Je pris rapidement une table qui donnait sur la rue : nous n'étions pas loin de l'échoppe d'Anne-Sophie, et du fameux parc où j'avais passé tant de nuit. Mon rythme cardiaque s'accéléra en pensant à cet endroit emplis de moments uniques, et je dus baisser la tête pour que personne ne remarque mes joues rouges. L'impression désagréable d'être épié me collait à la peau, ne faisant qu'accentuer mon malaise.
— Qu'est-ce j'vous sert ? entendis-je à ma droite.
Je me tournai légèrement et levai la tête pour découvrir une quinquagénaire aux cheveux déjà trop blancs. Elle devait être normande de souche, vu son accent brayon très prononcé. Son visage fatigué et pâle faisait contraste avec le tablier bleu fluo qu'elle portait, comme tous les autres employés. Ce dernier allait d'ailleurs très bien à Agathe, pensai-je subitement.
Les cheveux de la femme se trouvaient emmêlés dans un semblant de chignon, retenus seulement en partie par une grosse pince noire dont je voyais un bout sur le haut son crâne. Même si j'étais assis, cette femme était si petite qu'il ne m'était pas difficile de voir ses pellicules (malgré la couleur claire de ses cheveux). Elle me rappela ma professeure de d'anglais.
Je déglutis avant de saluer la serveuse fatiguée, et de demander si Agathe était là. D'habitude, c'était elle qui venait prendre ma commande, avant de me servir puis d'entamer sa pause afin que nous puissions parler ensemble.
— Tu cherches la p'tite, hein. Malade, qu'a dit sa mère, ajouta la serveuse. J'la remplace aujourd'hui. Qu'est-ce vous prenez ? redemanda-t-elle, la main tenant son stylo bleu pétant sur son petit carnet de la même couleur.
Fatima était censée arriver quelques minutes plus tard ; j'avais cédé à ce qu'elle et Agathe se rencontrent, malgré mes appréhensions. Pourtant le soulagement d'éviter cette rencontre ne put rien contre le pessimisme de mon esprit.
Mon air dépité dû convaincre la serveuse que je n'étais pas prêt à commander, puisqu'elle s'en alla en soupirant.

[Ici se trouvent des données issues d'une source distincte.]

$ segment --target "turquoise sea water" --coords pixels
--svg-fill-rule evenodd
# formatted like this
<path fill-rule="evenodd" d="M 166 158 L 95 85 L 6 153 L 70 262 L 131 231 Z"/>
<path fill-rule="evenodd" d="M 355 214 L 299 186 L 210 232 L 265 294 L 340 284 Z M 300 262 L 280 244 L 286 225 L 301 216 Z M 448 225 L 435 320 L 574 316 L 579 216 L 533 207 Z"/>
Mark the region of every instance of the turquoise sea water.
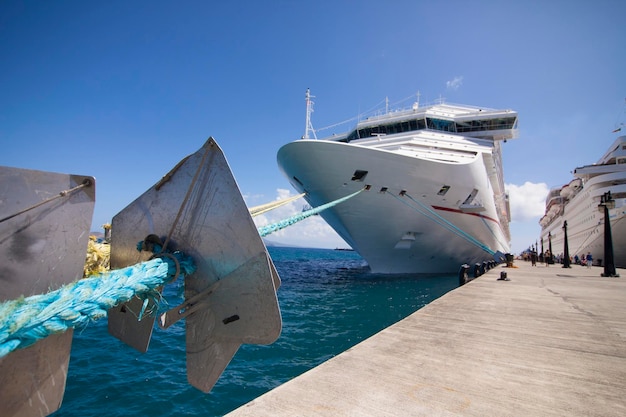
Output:
<path fill-rule="evenodd" d="M 155 329 L 141 354 L 101 320 L 75 332 L 65 397 L 52 415 L 221 416 L 458 286 L 457 276 L 372 274 L 351 251 L 269 251 L 282 279 L 281 336 L 269 346 L 242 345 L 210 393 L 187 384 L 184 323 Z"/>

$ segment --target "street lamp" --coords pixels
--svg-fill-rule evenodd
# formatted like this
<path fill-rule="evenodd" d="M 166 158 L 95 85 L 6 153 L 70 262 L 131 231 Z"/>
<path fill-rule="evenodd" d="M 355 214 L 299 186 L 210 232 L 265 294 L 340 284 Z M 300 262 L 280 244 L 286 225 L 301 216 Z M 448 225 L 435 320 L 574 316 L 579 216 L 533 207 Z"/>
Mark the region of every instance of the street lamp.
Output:
<path fill-rule="evenodd" d="M 613 260 L 613 238 L 611 237 L 611 219 L 609 209 L 615 208 L 615 200 L 608 191 L 600 196 L 598 210 L 604 211 L 604 273 L 603 277 L 619 277 L 615 271 L 615 261 Z"/>
<path fill-rule="evenodd" d="M 548 232 L 548 251 L 550 251 L 550 257 L 546 259 L 546 263 L 554 263 L 554 254 L 552 253 L 552 233 Z"/>
<path fill-rule="evenodd" d="M 567 244 L 567 220 L 563 222 L 563 268 L 571 268 L 569 261 L 569 245 Z"/>

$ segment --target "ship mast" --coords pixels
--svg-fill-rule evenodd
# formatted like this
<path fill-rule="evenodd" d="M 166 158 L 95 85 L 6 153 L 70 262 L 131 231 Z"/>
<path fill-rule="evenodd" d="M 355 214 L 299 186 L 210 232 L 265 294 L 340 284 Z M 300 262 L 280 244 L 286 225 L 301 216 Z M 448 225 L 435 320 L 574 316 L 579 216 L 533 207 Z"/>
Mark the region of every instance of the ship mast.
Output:
<path fill-rule="evenodd" d="M 309 131 L 313 132 L 313 137 L 317 139 L 317 135 L 315 134 L 315 129 L 313 129 L 313 125 L 311 124 L 311 113 L 313 113 L 313 101 L 311 100 L 315 96 L 311 95 L 311 90 L 306 89 L 306 126 L 304 127 L 304 136 L 302 139 L 309 139 Z"/>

J'étais déçu, certes, mais j'avais surtout peur.
Malade, hein ? Comment pouvais-je savoir qu'elle n'était pas partie ? Que mon Éphémère n'avait pas fini par s'estomper, à force de danser trop près du soleil ? Ou peut-être trop près de moi ?...

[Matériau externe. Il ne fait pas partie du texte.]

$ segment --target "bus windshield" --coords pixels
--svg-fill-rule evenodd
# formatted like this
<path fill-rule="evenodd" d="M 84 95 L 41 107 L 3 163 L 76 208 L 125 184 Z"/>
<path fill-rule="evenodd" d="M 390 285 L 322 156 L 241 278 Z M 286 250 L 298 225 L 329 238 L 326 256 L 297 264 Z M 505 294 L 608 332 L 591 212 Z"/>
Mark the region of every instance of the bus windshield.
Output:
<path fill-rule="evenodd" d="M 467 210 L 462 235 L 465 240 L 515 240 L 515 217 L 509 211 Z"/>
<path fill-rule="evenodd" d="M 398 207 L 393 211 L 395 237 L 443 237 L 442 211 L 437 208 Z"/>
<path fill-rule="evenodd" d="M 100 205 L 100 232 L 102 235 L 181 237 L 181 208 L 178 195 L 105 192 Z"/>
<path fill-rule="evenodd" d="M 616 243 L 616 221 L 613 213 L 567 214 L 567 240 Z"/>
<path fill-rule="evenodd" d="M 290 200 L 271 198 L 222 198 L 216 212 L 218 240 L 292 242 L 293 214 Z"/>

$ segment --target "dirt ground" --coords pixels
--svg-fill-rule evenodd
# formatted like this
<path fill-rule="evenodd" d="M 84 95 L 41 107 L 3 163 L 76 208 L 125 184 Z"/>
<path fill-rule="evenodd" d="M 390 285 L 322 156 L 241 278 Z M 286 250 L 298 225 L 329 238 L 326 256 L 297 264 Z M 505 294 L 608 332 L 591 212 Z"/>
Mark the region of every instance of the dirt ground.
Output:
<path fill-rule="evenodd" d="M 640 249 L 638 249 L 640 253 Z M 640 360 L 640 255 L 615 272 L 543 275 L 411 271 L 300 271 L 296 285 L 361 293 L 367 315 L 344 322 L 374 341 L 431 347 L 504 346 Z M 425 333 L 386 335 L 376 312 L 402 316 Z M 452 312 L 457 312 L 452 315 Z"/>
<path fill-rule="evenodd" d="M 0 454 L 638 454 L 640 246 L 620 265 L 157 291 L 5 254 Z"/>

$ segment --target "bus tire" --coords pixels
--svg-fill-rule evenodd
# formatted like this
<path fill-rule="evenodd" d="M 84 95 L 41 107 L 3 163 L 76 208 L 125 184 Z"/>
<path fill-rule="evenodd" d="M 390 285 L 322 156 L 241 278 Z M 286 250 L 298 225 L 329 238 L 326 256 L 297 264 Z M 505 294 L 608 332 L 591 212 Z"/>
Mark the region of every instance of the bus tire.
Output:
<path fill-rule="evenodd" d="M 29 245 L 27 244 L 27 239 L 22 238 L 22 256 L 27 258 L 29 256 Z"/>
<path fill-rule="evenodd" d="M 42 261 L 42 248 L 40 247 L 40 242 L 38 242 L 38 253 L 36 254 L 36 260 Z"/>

Le doute m'envahit soudain : qu'étais-je censé faire ? Je sortis mon portable de la poche de mon jean et ouvris immédiatement l'icône Messages. Agathe et moi n'avions partagé qu'une vingtaine d'échanges en tout et pour tout, nos conversations sonnaient creuses à l'écrit. Mon estomac se serra, je l'entourai alors d'un de mes bras tout en fixant l'image naissante d'une Éphémère en fuite, partout et nul part à la fois, semblable à cette face cachée que la Lune nous défend de contempler. Tu es là, mais jamais je ne te trouverais.
Mes doigts se crispèrent devant les lettres lumineuses de mon écran. Le prénom de ma Dame sembla danser devant mes pupilles inertes, tandis que sa voix et son image persistante envahissaient les limbes de mon cœur : douce torture d'un souvenir bien trop court, bien trop faible. Mon cœur battant me bouchait les oreilles et les conséquences du moment m'immergèrent lentement dans le tréfonds des regrets. Pourquoi était-elle partie ? Qu'allait-il lui arriver ? Et à moi ?

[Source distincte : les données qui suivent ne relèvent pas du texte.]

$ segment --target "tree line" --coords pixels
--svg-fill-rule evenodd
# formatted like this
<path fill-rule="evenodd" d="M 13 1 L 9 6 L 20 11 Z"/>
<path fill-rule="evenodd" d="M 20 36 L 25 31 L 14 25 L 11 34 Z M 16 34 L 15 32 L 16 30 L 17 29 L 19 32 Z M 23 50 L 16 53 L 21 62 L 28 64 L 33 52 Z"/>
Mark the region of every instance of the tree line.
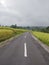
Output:
<path fill-rule="evenodd" d="M 10 28 L 21 28 L 21 29 L 28 29 L 28 30 L 33 30 L 33 31 L 41 31 L 41 32 L 46 32 L 49 33 L 49 26 L 44 27 L 44 26 L 17 26 L 17 24 L 12 24 L 10 26 L 8 25 L 0 25 L 0 27 L 10 27 Z"/>

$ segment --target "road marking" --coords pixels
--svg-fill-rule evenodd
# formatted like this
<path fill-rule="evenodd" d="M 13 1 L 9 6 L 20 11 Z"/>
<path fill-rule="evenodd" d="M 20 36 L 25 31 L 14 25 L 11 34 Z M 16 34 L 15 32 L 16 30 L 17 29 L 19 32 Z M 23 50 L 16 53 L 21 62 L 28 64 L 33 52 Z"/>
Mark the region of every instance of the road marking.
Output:
<path fill-rule="evenodd" d="M 26 36 L 24 36 L 24 38 L 26 38 Z"/>
<path fill-rule="evenodd" d="M 27 57 L 27 45 L 24 43 L 24 57 Z"/>

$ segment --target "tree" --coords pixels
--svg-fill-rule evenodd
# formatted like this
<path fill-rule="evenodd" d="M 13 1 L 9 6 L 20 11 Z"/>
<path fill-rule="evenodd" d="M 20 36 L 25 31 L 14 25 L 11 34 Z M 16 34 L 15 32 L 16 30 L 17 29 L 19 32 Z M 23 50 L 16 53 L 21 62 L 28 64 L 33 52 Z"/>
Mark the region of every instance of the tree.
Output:
<path fill-rule="evenodd" d="M 46 29 L 49 30 L 49 26 Z"/>
<path fill-rule="evenodd" d="M 10 26 L 11 28 L 17 28 L 17 25 L 15 24 L 15 25 L 11 25 Z"/>

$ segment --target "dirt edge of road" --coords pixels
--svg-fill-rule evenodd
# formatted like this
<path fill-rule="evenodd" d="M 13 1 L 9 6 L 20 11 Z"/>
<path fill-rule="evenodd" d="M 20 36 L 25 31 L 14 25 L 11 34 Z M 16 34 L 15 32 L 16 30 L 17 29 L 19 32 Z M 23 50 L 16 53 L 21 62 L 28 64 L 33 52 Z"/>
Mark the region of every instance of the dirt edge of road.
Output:
<path fill-rule="evenodd" d="M 23 33 L 22 33 L 22 34 L 23 34 Z M 10 42 L 10 41 L 12 41 L 13 39 L 18 38 L 20 35 L 21 35 L 21 34 L 18 34 L 18 35 L 14 36 L 14 37 L 11 37 L 11 38 L 9 38 L 9 39 L 7 39 L 7 40 L 5 40 L 5 41 L 0 42 L 0 48 L 3 47 L 3 46 L 5 46 L 5 45 L 7 45 L 7 42 Z"/>
<path fill-rule="evenodd" d="M 43 42 L 41 42 L 38 38 L 36 38 L 34 35 L 32 35 L 32 37 L 39 42 L 39 44 L 49 53 L 49 46 L 47 46 L 46 44 L 44 44 Z"/>

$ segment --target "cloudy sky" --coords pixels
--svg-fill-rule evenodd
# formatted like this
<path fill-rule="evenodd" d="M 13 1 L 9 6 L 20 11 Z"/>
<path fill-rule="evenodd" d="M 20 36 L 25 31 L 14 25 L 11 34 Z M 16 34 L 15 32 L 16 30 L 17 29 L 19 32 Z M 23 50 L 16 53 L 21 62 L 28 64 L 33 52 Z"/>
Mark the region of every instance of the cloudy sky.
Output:
<path fill-rule="evenodd" d="M 49 0 L 0 0 L 0 24 L 48 26 Z"/>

La perspective d'un nouvel abandon me donna la nausée tandis que des larmes vinrent se perdre sur mes cils. J'inspirai alors, puis bloquai l'air dans mes poumons afin de ne pas craquer en plein milieu du café. J'éteignis mon téléphone et le laissai glisser de mes mains pour se heurter à la table blanche du café. J'avais trop peur de lui envoyer un message, pour ne finalement jamais avoir de réponse.
Je devais me calmer, rien n'était décidé : Agathe était peut-être réellement malade, peut-être était-elle en ce moment chez ses mères, sous sa couette orange vif recouverte de motifs vert clair ? C'était là le seul souvenir que j'avais de la chambre d'Agathe, lorsque nous étions enfants ; si j'avais su qu'elle partirait, j'aurais enregistré chaque détail de cette pièce si propre à mon Éphémère.
Je devais me convaincre ; je devais avoir confiance ; je devais croire en elle.
Ma Dame était toujours là. Mon Éphémère ne m'avait pas abandonné. J'aimais Agathe. Elle ne me laisserait pas ; elle ne pouvait pas me laisser.
Je ne savais pas combien de temps avait passé, mais lorsque je bougeai à nouveau, la petite clochette accrochée au dessus de la porte d'entrée résonna. Je me tournai vers la droite, et dus me décaler à cause d'un énorme pot contenant un arbuste afin d'observer l'entrée. J'y découvris mon amie, trempée jusqu'aux os malgré son parapluie rouge pétant qu'elle tentai de refermer. Je n'avais pas remarqué qu'il s'était mis à pleuvoir. Ses bottines marrons tapaient contre le tapis foncé devant la porte, et les cheveux mouillés de Fatima se secouaient au rythme de ses bras qui s'acharnaient à contrôler l'outil.
J'étais encore trop déboussolé pour comprendre, ou même réagir à la situation ; mon amie se débattait donc seule, à l'entrée, sans se soucier de tous les clients qui se moquaient gentiment – ou non – d'elle et de la situation.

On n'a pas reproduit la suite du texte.